Zucchini was finally on sale at the store today. This made me very happy! Zucchini is an awesome substitute for noodles in a lot of dishes, and while we often use our spiral slicer and make spaghetti noodles with it, zucchini is equally as delicious when used as lasagna noodles.

This recipe is an adaptation of a version that I read about here. But I adjusted it to make it dairy free, 5 ingredients, and a bit easier.

This dinner here was insanely delicious, and we couldn't believe how tasty the zucchini noodles were in here! Cooking them first with the egg/almond flour mixture made a huge difference and make the zucchini doughy and tender.

For a comforting dinner, or an even tastier next day leftovers for lunch----if you have any left! We've even frozen half the recipe and it reheated deliciously. So stock up your freezer, stalk up your fridge!

1) 2 pounds of ground meat (we used beef, but sausage would be delicious too, or ground turkey, etc)
2) 6 eggs
3) 1.5-2 cups of almond flour (I always recommend Honeyville brand)
4) 2 cans of tomato sauce (14oz) -- or you can make your own. I just always have tomato sauce on hand, and find it a lot easier! Get a good, organic one if you can. We buys ours in bulk at Costco.
5) About 6 large zucchinis (3-4 pounds)
(Extra: You could add cheese if you do dairy, and you can also add in some Italian seasoning and garlic to the canned tomato sauce to flavor it more if you want)
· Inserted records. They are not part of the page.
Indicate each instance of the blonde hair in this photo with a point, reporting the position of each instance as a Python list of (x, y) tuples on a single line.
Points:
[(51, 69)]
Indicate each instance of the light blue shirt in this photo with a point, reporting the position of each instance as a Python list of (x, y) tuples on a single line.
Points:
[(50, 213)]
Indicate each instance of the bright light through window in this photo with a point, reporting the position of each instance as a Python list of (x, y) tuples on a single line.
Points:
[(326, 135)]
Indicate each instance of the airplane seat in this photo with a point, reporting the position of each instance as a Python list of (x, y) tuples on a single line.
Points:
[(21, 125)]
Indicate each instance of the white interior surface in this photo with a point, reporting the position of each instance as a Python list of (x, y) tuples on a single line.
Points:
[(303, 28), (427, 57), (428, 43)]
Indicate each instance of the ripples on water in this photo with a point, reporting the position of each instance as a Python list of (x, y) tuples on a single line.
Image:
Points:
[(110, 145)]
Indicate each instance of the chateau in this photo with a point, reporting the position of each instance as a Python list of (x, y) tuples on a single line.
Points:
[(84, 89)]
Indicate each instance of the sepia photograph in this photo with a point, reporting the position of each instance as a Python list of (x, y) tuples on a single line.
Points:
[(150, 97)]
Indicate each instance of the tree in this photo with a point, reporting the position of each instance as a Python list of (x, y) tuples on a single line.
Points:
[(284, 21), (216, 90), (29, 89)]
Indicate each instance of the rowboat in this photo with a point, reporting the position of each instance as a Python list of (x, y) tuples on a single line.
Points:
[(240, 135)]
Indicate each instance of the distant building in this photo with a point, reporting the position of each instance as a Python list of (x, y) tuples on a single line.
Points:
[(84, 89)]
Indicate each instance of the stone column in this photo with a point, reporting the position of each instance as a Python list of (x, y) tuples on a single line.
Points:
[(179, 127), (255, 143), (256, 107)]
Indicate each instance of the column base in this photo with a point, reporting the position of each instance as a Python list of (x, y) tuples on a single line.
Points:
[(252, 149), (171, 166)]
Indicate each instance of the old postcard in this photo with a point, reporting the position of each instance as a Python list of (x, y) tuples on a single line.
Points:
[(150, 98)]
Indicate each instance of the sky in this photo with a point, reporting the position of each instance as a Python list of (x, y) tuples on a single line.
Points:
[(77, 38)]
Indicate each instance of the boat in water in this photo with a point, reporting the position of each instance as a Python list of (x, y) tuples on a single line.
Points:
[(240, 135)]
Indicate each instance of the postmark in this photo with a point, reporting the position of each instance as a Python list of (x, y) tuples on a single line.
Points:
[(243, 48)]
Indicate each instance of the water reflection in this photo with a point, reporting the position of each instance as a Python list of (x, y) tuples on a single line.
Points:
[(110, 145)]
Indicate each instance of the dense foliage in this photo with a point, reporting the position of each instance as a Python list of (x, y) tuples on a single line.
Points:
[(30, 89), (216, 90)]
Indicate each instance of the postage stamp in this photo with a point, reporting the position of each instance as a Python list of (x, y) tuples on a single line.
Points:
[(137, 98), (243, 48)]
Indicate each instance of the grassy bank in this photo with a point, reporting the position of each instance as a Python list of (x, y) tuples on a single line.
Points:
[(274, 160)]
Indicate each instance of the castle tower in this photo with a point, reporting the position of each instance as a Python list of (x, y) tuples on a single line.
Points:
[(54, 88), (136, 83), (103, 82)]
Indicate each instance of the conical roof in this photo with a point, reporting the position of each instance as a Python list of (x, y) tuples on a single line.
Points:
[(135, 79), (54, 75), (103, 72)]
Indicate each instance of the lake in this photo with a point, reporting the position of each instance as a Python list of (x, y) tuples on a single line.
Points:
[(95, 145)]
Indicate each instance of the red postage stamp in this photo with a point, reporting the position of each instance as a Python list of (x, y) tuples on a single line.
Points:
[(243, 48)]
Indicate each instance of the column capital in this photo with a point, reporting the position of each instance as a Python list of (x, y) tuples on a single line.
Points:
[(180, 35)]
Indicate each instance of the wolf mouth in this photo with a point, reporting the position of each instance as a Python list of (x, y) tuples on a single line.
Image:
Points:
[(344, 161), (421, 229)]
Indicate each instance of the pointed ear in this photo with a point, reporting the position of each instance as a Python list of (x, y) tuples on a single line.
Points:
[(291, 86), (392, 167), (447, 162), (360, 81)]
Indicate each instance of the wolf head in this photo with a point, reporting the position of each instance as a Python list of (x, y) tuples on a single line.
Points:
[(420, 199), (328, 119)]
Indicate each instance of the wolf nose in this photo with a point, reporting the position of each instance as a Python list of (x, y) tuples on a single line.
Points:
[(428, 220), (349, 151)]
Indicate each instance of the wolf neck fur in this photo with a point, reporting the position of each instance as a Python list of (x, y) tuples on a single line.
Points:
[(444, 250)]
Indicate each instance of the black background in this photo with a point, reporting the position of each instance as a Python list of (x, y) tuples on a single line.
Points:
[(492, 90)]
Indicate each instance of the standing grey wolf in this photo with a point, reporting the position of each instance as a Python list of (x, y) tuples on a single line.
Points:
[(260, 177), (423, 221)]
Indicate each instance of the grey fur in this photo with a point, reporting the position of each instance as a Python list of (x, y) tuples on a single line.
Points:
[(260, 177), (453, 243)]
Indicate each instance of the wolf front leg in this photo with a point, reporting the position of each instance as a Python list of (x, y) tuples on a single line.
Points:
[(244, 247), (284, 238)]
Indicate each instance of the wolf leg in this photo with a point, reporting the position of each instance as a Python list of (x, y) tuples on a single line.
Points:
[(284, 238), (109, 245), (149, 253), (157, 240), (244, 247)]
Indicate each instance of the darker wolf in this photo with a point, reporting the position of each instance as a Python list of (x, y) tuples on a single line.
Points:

1) Preheat oven to 400 degrees
2) This will be easier with a mandolin, but if you don't have one, you can use a sharp nice. Cut off the ends of your zucchini, and cut the zucchini into 1/4 inch thick slices. Try to make them as even as possible.
Sliced zucchini
3) Get out two pie pans or bowls to put your breading materials in. This will make it a lot easier. Add your eggs to one dish and beat until smooth. Add your almond flour to the other pan. (Note: If you want to add extra spices to your almond flour, here's when to do it. You could add garlic powder, onion powder, cayenne powder, italian seasonings, salt/pepper, etc. This will add some extra flavor to the dish, but is not necessary. I didn't, but you could!)
4) Dredge your zucchini strips into the almond flour, trying to get a light, even dusting on both sides. Then dip in the eggs, and place onto a lined cookie sheet. Continue with the rest of your zucchini. (This took 2 cookie sheets for me).
5) Place in the oven, and cook 8-10 minutes until brown on one side. Then flip over your zucchini and cook an additional 5-10 minutes until brown on both sides.
Ready to brown
Browned on both sides
6) While your zucchini is cooking, start browning your meat over medium-high heat. Once brown, you can drain off some of the fat if you'd like, but I just kept mine and it flavored the tomato sauce more. It's up to you, and depends on your tastes and how much fat your ground meat releases.
Ground beef plus tomato sauce
7) Assembly time!
8) In a 9x13 pan, or two 8x8 pans, add a small amount of your tomato sauce to coat the bottom.
9) Add the remaining tomato sauce to your pan with the meat, and stir to incorporate.
10) Add a layer of zucchini to your pan, then top with a layer of your meat/tomato sauce.
Layer 1
11) Continue alternating zucchini layers and meat layers. I was only able to do two layers of each.
Mid-layer 2
12) You can add cheese here to the top if you'd like.
Ready to bake!
13) Place foil over your pan, and cook at 400 for 45-55 minutes, until nice and bubbly. If you added cheese, take the foil off 10 minutes before it's done cooking to brown it up.